View: https://youtu.be/zuyuS04lD4o

MSI seems to have dropped the ball from its previous decent choices on the mid-range mobo's in the 300/400 series. While it'll handle the bigger cpus, it'll not do them justice, you'd need to move up to the really high end, like Godlike or similar, to get equitable ability to Asus and Gigabyte. Honestly I'd not put a 3900x/3950x on that board and not do much (if any) OC.
I've decided to not go with 3900x instead a 3700x unless you say a 3800x is worth it since its 3.9ghz instead of 3.6ghz. Now would my board easily handle the 3700x at stock speeds. Domt want to have to upgrade to a msi godlike for $600+. Unless maybe a $250-300 gigabyte or Asus. So maybe ill upgrade the board first and CPU after. Let me know your thoughts
 
I've decided to not go with 3900x instead a 3700x unless you say a 3800x is worth it since its 3.9ghz instead of 3.6ghz. Now would my board easily handle the 3700x at stock speeds. Domt want to have to upgrade to a msi godlike for $600+. Unless maybe a $250-300 gigabyte or Asus. So maybe ill upgrade the board first and CPU after. Let me know your thoughts

You're missing the point. Spending the extra money on a 3800x or 3900x isn't going to translate as more FPS in gaming. Even going from the 2600 to the 3700x, DMAN specifically indicated that his FPS didn't increase much at all. I'm sure they increased some, because the benchmarks in reviews bear that out. What they DON'T bear out, is the idea that going from a 3700x to a 3900x is going to improve your gaming experience, because in most cases, aside from a VERY FEW games that might see any benefits from those extra cores and threads beyond the 8/16 of the 3700x, there is no increase in FPS. Even if you are doing heavy multitasking, recording, streaming, encoding, etc., there is already an abundance of cores on the 3700x to the extent that adding more does not translate into an improvement in just about anything other than synthetic benchmarks.

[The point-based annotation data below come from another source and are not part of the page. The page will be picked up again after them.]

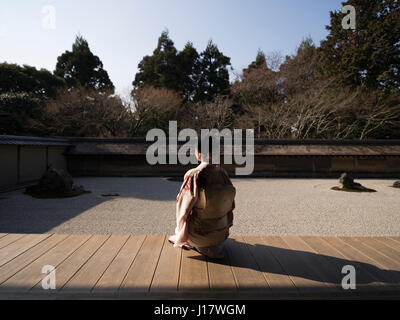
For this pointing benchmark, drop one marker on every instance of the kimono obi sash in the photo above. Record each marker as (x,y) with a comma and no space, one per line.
(211,209)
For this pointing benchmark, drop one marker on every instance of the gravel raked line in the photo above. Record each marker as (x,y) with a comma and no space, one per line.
(263,207)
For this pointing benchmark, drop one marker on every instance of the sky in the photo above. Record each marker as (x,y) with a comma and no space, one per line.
(122,32)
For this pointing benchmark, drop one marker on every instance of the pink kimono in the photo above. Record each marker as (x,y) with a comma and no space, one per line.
(204,210)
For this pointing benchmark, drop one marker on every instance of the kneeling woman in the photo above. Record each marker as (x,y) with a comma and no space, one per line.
(204,209)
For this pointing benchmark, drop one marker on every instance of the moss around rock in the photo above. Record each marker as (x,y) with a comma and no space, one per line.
(347,184)
(352,190)
(55,183)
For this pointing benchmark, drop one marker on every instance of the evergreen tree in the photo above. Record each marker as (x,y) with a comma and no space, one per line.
(189,66)
(370,54)
(261,61)
(212,78)
(160,69)
(80,67)
(26,79)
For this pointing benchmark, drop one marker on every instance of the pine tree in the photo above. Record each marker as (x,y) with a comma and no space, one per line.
(80,67)
(370,54)
(212,78)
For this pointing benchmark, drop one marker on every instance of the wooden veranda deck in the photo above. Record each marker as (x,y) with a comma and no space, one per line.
(148,267)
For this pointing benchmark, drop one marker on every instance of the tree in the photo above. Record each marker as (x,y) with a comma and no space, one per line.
(212,79)
(39,83)
(370,54)
(153,108)
(86,112)
(20,114)
(160,69)
(260,61)
(80,67)
(300,71)
(188,60)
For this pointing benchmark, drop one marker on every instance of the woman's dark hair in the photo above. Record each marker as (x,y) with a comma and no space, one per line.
(203,141)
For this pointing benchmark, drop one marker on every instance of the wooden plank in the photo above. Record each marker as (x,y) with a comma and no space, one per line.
(20,262)
(21,245)
(379,259)
(32,274)
(297,269)
(318,265)
(360,258)
(220,274)
(365,280)
(194,274)
(86,278)
(395,239)
(112,278)
(71,265)
(390,242)
(140,275)
(10,238)
(166,276)
(277,278)
(245,269)
(382,248)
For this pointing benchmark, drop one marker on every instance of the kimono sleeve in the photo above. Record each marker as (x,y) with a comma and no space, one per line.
(185,201)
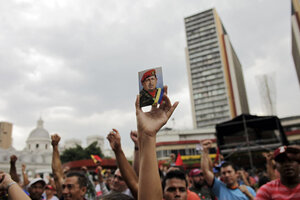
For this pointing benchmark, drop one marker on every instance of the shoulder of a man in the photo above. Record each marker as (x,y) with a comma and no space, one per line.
(265,191)
(251,190)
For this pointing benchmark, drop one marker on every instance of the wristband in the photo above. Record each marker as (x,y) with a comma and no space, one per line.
(10,184)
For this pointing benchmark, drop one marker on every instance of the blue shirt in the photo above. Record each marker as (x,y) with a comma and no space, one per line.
(224,193)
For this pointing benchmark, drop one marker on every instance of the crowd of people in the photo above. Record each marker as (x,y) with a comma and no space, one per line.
(145,180)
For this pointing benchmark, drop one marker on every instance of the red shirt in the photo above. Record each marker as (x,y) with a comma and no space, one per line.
(277,191)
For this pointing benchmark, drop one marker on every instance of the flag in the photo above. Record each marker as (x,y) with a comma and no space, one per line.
(217,158)
(178,160)
(96,159)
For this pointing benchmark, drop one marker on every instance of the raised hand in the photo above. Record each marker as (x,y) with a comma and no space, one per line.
(13,158)
(150,122)
(134,138)
(114,140)
(206,145)
(55,139)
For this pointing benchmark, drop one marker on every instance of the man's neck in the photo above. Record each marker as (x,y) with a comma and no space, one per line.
(290,182)
(233,186)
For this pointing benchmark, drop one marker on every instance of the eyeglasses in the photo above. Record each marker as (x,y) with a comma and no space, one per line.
(119,177)
(69,186)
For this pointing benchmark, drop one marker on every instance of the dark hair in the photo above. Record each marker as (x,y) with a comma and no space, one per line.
(81,178)
(174,174)
(116,196)
(226,164)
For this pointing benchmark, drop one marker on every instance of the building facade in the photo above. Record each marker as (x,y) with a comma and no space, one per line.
(185,142)
(5,135)
(215,75)
(296,35)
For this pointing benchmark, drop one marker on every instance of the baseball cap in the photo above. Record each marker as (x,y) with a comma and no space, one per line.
(280,153)
(34,181)
(195,172)
(147,74)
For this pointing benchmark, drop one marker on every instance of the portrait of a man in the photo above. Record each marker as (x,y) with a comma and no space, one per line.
(151,89)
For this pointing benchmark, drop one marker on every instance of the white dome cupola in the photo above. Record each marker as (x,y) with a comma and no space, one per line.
(39,139)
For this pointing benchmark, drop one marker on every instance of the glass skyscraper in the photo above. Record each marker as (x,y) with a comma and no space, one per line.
(215,74)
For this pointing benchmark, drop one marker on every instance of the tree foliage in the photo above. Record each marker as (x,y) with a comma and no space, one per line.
(79,153)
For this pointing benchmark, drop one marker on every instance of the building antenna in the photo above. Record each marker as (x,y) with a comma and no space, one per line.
(267,91)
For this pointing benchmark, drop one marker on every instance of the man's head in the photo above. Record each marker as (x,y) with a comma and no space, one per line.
(118,183)
(49,190)
(288,169)
(197,178)
(229,174)
(36,188)
(149,80)
(74,186)
(175,185)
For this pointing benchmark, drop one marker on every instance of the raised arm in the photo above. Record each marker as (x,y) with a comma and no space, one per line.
(270,165)
(13,169)
(148,124)
(25,176)
(14,191)
(56,165)
(136,155)
(205,162)
(126,169)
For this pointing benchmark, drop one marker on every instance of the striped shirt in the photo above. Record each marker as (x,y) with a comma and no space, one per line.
(275,190)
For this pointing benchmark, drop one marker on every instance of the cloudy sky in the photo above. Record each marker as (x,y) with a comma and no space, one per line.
(75,62)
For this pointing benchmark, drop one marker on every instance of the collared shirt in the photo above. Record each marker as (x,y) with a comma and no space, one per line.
(224,193)
(277,191)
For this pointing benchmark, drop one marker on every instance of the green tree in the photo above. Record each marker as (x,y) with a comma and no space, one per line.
(79,153)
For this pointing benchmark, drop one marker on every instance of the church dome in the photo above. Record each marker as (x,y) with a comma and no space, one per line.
(39,132)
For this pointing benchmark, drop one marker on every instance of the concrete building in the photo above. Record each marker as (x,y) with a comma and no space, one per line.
(185,142)
(5,135)
(215,75)
(296,35)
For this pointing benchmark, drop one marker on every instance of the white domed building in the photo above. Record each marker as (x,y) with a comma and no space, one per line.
(37,155)
(39,139)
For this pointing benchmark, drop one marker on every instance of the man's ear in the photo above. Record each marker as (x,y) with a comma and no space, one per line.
(83,191)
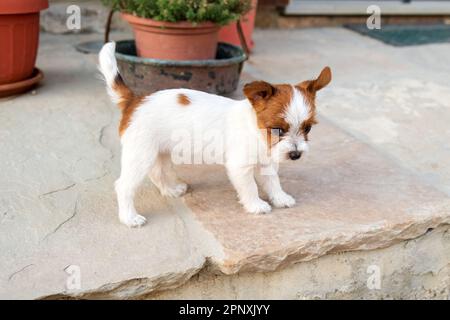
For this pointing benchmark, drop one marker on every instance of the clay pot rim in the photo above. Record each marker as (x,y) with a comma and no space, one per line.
(22,6)
(9,89)
(168,25)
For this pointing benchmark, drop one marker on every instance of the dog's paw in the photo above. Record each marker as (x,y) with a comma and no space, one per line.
(133,221)
(258,207)
(283,200)
(175,191)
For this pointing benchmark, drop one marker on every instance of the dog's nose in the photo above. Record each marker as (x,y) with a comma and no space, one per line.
(294,155)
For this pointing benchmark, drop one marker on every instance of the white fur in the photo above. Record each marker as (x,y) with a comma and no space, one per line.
(160,128)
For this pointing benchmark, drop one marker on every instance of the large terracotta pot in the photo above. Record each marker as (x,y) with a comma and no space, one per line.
(19,38)
(229,32)
(174,41)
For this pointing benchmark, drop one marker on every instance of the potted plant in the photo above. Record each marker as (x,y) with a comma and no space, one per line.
(178,29)
(19,40)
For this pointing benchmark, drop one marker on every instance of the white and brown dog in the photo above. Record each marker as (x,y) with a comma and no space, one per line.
(152,126)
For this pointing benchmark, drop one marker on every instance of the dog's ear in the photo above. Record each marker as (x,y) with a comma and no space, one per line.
(258,90)
(315,85)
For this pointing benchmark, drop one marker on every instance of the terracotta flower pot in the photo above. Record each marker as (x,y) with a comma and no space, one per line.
(19,38)
(229,32)
(174,41)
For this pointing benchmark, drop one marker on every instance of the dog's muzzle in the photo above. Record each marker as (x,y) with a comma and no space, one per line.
(294,155)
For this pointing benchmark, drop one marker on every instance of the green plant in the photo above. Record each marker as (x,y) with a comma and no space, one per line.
(218,11)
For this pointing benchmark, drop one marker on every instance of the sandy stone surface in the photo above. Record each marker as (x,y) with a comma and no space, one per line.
(348,198)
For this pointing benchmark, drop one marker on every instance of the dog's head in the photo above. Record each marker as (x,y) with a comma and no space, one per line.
(286,113)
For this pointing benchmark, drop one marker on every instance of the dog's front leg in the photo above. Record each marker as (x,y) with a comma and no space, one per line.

That could change some day, but for now, we are still, even when heavily tasked, seeing the most improvement reach a plateau when we are around the 6/12 or 8/16 threshold, in terms of seeing any benefit on a consumer machine from the addition of cores. Obviously, increasing single core perfomance, especially when there are lots of cores, always makes a difference. Because, speed/IPC.